Several intellectuals prominent within the socialist discourses of the time are then brought under scrutiny to show how the intellectual framework they used was more inspired by pragmatist notions than Marxist ones. The explanatory concepts used by of Eastman, Fraina, Hillquist, Boudin, Seligman and others are shown to be amalgams of naturalistic science and bourgeiouse thought. Several of these supposed socialists actively seek to discredit Marx, either because he is “foreign” and thus unfamiliar with the U.S.’s unique conditions, or as he has been discredited by Bernsteinian notions of evolutionary socialism, or simply because he wrote in a time so far removed that his concepts no longer apply to the non-competitive capitalism of the time. There were even those that claimed that Marx was really a pragmatist and a positivist, and would cloak their language with the terminology of Marx in a ceremonial fashion but really then would combine empirical data and the highly subjectivist new psychology within a framework of economic determinism that has naught to do with Marx.
It is from this exegesis that Lloyd pulls out how it should have been no surprise how all of the aforementioned socialist intellectuals were pulled into the nationalistic and xenophobic discourses justifying repressive social measures under the auspices of liberal values and crypto-imperial aspirations at the beginning of World War I. By exhaustingly limning the conceptual limits of hayseed empiricism, practical idealism, inchoate liberalism, “great men” theories, economic monism, etc. that characterized American “Marxism” and the Second International, their policies of exceptionalism become more understandable. As can readily be understood from the above, not only is their understanding of the path towards socialism completely divergent from the epistemological-ontological philosophy of Marx and instead steeped in exceptionalism, but the ramifications of such a position are then shown after the October Revolution. Many of the above thinkers go from Socialists to Anti-Communists, some of who became employed within various levels of government as political advisors to Woodrow Wilson.
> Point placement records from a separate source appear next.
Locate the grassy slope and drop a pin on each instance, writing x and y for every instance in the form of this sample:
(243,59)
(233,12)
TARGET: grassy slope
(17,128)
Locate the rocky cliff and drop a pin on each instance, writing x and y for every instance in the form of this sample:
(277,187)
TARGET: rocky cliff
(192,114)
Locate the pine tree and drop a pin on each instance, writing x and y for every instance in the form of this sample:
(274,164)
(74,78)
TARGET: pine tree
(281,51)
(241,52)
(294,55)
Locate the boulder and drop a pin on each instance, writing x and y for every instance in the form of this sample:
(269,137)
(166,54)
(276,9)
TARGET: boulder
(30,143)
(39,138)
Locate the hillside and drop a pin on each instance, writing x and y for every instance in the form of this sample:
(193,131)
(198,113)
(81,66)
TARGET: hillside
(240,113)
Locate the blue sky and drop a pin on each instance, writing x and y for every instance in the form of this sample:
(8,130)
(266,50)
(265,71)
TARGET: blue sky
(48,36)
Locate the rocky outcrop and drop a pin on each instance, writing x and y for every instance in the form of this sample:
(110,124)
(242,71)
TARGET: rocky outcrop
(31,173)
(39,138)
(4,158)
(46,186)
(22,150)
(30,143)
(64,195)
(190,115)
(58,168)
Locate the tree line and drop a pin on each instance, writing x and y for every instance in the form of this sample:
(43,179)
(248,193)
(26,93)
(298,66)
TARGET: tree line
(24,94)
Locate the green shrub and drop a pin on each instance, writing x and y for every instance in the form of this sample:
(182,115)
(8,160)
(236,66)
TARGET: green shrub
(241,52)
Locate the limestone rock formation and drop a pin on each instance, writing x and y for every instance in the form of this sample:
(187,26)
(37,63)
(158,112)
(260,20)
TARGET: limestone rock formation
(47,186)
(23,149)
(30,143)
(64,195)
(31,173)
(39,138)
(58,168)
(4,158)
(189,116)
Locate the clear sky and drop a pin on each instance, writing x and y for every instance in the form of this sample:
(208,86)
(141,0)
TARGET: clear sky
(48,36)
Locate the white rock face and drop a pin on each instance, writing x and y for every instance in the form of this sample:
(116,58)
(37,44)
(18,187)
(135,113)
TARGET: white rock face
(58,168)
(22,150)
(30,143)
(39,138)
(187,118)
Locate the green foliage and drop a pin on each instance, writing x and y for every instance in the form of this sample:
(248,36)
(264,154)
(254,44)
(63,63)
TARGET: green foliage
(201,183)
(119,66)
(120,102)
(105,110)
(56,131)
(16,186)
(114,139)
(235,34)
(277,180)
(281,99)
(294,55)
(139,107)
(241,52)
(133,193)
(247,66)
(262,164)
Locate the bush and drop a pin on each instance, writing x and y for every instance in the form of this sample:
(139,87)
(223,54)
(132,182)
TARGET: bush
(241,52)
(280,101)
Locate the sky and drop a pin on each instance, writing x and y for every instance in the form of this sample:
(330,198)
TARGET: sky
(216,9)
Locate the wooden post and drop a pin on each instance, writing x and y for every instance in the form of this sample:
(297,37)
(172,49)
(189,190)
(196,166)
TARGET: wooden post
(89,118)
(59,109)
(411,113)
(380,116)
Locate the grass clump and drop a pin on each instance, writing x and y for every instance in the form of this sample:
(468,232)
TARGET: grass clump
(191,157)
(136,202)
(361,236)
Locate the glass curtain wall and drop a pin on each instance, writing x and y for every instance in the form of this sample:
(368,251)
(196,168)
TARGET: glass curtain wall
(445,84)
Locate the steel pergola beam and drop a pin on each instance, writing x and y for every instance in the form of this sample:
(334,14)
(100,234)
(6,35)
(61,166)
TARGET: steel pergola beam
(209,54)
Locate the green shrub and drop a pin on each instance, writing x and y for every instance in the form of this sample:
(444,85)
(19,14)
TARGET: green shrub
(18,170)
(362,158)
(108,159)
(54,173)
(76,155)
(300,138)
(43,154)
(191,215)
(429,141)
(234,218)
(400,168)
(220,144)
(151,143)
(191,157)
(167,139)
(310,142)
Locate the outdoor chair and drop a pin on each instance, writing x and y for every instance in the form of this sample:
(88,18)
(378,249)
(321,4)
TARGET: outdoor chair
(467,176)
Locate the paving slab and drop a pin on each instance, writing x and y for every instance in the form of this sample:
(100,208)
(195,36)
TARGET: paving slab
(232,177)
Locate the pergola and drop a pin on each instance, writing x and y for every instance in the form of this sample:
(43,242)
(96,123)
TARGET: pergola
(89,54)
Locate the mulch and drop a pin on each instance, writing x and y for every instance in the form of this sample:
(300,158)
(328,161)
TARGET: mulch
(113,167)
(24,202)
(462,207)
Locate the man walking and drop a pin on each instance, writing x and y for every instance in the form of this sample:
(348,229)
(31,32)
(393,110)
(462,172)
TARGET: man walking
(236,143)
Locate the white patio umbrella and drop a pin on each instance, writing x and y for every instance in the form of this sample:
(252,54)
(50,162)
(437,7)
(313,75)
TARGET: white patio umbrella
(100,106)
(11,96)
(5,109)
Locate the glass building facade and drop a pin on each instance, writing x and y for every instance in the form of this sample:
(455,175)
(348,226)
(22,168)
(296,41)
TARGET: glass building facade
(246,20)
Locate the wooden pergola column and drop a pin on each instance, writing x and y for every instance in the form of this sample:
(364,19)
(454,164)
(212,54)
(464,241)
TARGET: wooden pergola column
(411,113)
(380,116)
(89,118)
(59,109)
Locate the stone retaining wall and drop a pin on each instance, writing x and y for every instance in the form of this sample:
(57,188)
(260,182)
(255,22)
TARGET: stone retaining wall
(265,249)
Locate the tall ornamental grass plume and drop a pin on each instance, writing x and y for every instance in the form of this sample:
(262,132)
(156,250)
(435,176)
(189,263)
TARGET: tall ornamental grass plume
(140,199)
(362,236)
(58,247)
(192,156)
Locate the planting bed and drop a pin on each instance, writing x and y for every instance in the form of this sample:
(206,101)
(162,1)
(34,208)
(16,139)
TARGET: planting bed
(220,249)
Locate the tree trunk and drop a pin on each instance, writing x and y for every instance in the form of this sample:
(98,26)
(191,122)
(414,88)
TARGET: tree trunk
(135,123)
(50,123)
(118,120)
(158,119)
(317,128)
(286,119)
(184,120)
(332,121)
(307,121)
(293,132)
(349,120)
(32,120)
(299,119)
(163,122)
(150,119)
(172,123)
The last 50 pages of the book outlines in broad detail the Marxist-Leninst position on a Socialist movement and provides a philosophical counterfactual to the projects of the various socialist groups. Lloyd is careful to state that he does not claim that were these American “revolutionary” organizations to adopt a dialectical and historically materialist ideology they would have been successful. He does, however, describe a clear contrast to the various pseudo-Marxisms and their myriad blind-spots. While this is done throughout the book as well, here we see a systematic presentation of the poverty of American Marxist thought.